Describing their work in a paper published in the online edition of the Proceedings of the National Academy of Sciences, the researchers say that their progress suggests that insulin is not the only agent that is effective.
They add that leptin, a hormone produced by the body's fat cells, also lowers blood glucose levels, and maintains them in a normal range for extended periods.
"The fact that these animals don't die and are restored to normal health despite a total lack of insulin is hard for many researchers and clinicians to believe. Many scientists, including us, thought it would be a waste of time to give leptin in the absence of insulin. We've been brainwashed into thinking that insulin is the only substance that can correct the consequences of insulin deficiency," said Dr. Roger Unger, professor of internal medicine and senior author of the study.
The researchers have revealed that leptin appears to work by suppressing glucagon, a hormone produced by the pancreas that raises glucose levels.

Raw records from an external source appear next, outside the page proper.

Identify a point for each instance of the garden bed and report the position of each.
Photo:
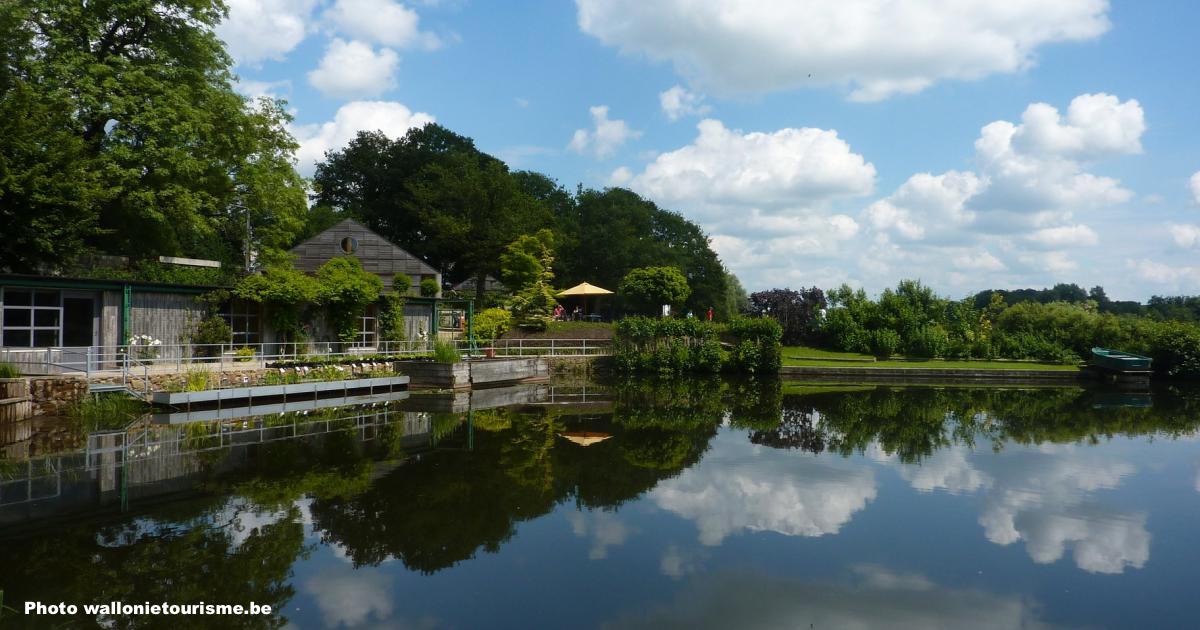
(307, 389)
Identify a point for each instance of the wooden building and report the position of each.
(377, 255)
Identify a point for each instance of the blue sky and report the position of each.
(970, 143)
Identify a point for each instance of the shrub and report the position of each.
(885, 342)
(429, 288)
(928, 341)
(391, 313)
(646, 288)
(492, 323)
(445, 353)
(210, 331)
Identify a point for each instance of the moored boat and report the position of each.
(1120, 361)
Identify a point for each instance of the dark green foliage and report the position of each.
(429, 288)
(120, 132)
(1059, 331)
(797, 311)
(391, 316)
(211, 330)
(285, 292)
(491, 323)
(689, 345)
(649, 287)
(445, 353)
(346, 291)
(156, 271)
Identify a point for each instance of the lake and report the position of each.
(694, 503)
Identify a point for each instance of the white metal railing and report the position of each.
(180, 357)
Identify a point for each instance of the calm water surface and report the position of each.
(699, 503)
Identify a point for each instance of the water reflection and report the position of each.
(701, 505)
(869, 597)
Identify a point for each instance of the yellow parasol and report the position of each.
(583, 291)
(585, 438)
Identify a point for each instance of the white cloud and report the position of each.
(391, 118)
(1176, 276)
(1065, 235)
(605, 529)
(979, 261)
(678, 102)
(384, 22)
(351, 598)
(871, 597)
(1185, 235)
(743, 487)
(877, 49)
(1045, 499)
(786, 168)
(1097, 124)
(621, 177)
(259, 89)
(354, 70)
(605, 137)
(257, 30)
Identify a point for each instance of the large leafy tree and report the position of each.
(616, 231)
(433, 193)
(136, 132)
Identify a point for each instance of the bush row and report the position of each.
(744, 345)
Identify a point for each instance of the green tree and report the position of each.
(523, 261)
(347, 289)
(647, 288)
(285, 291)
(141, 144)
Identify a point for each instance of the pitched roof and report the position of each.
(351, 238)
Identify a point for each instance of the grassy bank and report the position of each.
(805, 357)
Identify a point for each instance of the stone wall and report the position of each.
(55, 395)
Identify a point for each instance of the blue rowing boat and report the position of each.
(1120, 361)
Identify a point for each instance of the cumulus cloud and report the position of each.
(744, 490)
(876, 49)
(1047, 501)
(388, 117)
(1185, 235)
(604, 528)
(678, 102)
(605, 136)
(351, 598)
(384, 22)
(869, 597)
(1156, 273)
(257, 30)
(785, 168)
(353, 70)
(1065, 235)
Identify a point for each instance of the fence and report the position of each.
(178, 358)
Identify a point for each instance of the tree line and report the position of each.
(121, 133)
(912, 321)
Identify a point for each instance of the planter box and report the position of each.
(13, 388)
(13, 409)
(228, 413)
(465, 375)
(312, 390)
(437, 376)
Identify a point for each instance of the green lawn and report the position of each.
(801, 355)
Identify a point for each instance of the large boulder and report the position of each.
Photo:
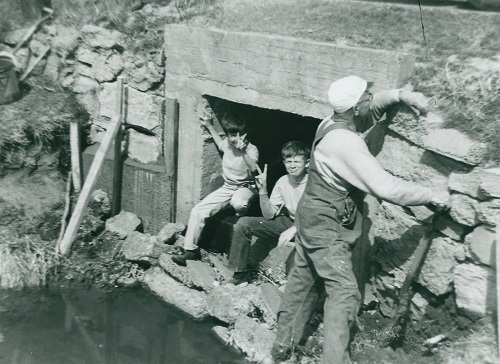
(437, 271)
(123, 224)
(412, 163)
(253, 338)
(143, 247)
(489, 183)
(228, 302)
(190, 301)
(278, 263)
(396, 236)
(170, 232)
(481, 243)
(267, 300)
(178, 272)
(475, 289)
(202, 275)
(97, 37)
(464, 209)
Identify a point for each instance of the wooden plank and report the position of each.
(497, 264)
(76, 165)
(118, 161)
(88, 186)
(171, 140)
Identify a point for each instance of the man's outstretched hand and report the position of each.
(261, 180)
(415, 100)
(287, 236)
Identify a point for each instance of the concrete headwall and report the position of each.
(266, 71)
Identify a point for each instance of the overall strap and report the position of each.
(320, 134)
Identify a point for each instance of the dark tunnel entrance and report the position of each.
(269, 130)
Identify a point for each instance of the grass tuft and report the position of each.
(25, 262)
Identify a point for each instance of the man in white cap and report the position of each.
(340, 165)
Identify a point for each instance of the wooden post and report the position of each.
(76, 166)
(88, 186)
(171, 140)
(118, 162)
(497, 265)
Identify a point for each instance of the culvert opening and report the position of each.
(269, 130)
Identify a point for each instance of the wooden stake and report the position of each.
(118, 163)
(171, 136)
(497, 265)
(33, 65)
(74, 141)
(67, 207)
(88, 186)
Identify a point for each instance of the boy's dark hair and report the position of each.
(295, 148)
(233, 123)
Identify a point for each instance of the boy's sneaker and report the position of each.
(239, 279)
(281, 353)
(181, 259)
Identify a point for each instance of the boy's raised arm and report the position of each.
(249, 156)
(269, 211)
(206, 122)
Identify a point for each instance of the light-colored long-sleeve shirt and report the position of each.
(343, 158)
(234, 169)
(286, 193)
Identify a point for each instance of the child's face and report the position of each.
(296, 166)
(236, 138)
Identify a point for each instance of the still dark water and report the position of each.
(90, 326)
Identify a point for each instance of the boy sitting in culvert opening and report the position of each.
(278, 210)
(239, 165)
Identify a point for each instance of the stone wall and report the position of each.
(88, 62)
(461, 259)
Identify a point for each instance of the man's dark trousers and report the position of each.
(256, 226)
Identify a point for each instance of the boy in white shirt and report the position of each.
(239, 165)
(278, 211)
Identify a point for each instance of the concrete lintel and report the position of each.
(274, 72)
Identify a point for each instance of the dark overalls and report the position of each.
(322, 261)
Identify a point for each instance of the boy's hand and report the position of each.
(205, 120)
(441, 198)
(415, 100)
(261, 180)
(241, 142)
(287, 236)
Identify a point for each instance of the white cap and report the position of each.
(346, 92)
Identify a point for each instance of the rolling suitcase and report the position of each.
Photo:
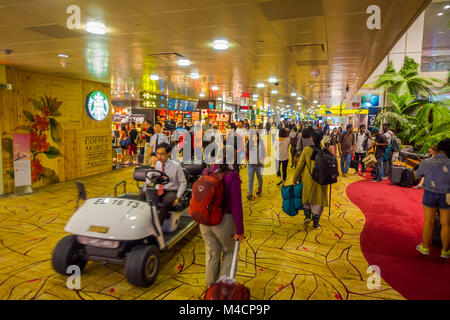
(396, 175)
(227, 288)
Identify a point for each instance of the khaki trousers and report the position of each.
(218, 239)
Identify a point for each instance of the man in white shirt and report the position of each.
(157, 138)
(170, 194)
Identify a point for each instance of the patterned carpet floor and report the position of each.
(281, 257)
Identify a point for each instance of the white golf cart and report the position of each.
(126, 229)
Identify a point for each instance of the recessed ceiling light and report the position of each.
(184, 62)
(221, 44)
(96, 27)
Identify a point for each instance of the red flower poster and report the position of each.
(22, 157)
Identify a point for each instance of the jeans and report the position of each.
(359, 157)
(380, 170)
(252, 170)
(345, 162)
(218, 242)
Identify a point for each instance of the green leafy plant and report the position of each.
(432, 124)
(406, 80)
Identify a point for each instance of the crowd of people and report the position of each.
(294, 142)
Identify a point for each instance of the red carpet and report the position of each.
(393, 228)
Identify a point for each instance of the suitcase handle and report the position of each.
(234, 263)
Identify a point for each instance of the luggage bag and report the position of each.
(227, 288)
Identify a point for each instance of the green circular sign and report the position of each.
(97, 105)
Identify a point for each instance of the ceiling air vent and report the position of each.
(55, 31)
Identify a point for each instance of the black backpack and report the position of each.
(325, 169)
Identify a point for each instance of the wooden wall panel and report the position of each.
(74, 119)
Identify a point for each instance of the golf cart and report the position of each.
(125, 229)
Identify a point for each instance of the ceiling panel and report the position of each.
(183, 19)
(236, 14)
(150, 7)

In insulin deficiency, glucagon levels are inappropriately high, and cause the liver to release excessive amounts of glucose into the bloodstream.
During the course of study, the researchers for the first time tested whether or not a single injection of the leptin gene given to insulin-deficient mice and rats on the verge of death from diabetic coma could reverse the severe condition, and prevent the animals from dying.
They observed that the animals that were administered the therapy began producing excessive amounts of leptin, which reversed all the measurable consequences of type 1 diabetes, including weight loss, hyperglycemia and ketoacidosis, a potentially fatal condition that develops when the body doesn't have enough insulin to meet basic metabolic requirements.
Dr. Xinxin Yu, assistant instructor of internal medicine and lead author of the study, said that much of the effect was mediated by complete suppression of the high glucagon levels.
"These animals were actually dying. But if we gave them the leptin gene, within two weeks, the terminally ill rodents were restored to full health without any other treatment," Dr. Yu said.
Though the researchers concede that it is too premature to know whether leptin might someday replace insulin as a treatment for diabetic patients, Dr. Unger insists that the study shows that leptin could at least handle some of insulin's job requirements, and do it for longer periods of time.
"My hope is that you could give leptin for one type of action - glucagon's suppression, for example - and insulin for another. Or perhaps give a substance other than insulin entirely. What would be a tremendous advance would be the ability to give an oral agent that suppresses glucagon without injections," Dr. Unger said.
Some team members believe that leptin combats diabetes not only be suppressing glucagon's action on the liver, but also by boosting the insulin-like actions of IGF-1 (insulin-like growth factor-1), a hormone that promotes growth and mimics insulin.
The researchers say that their next step will be to study other potential glucagon suppressants, and begin leptin clinical trials within the next year.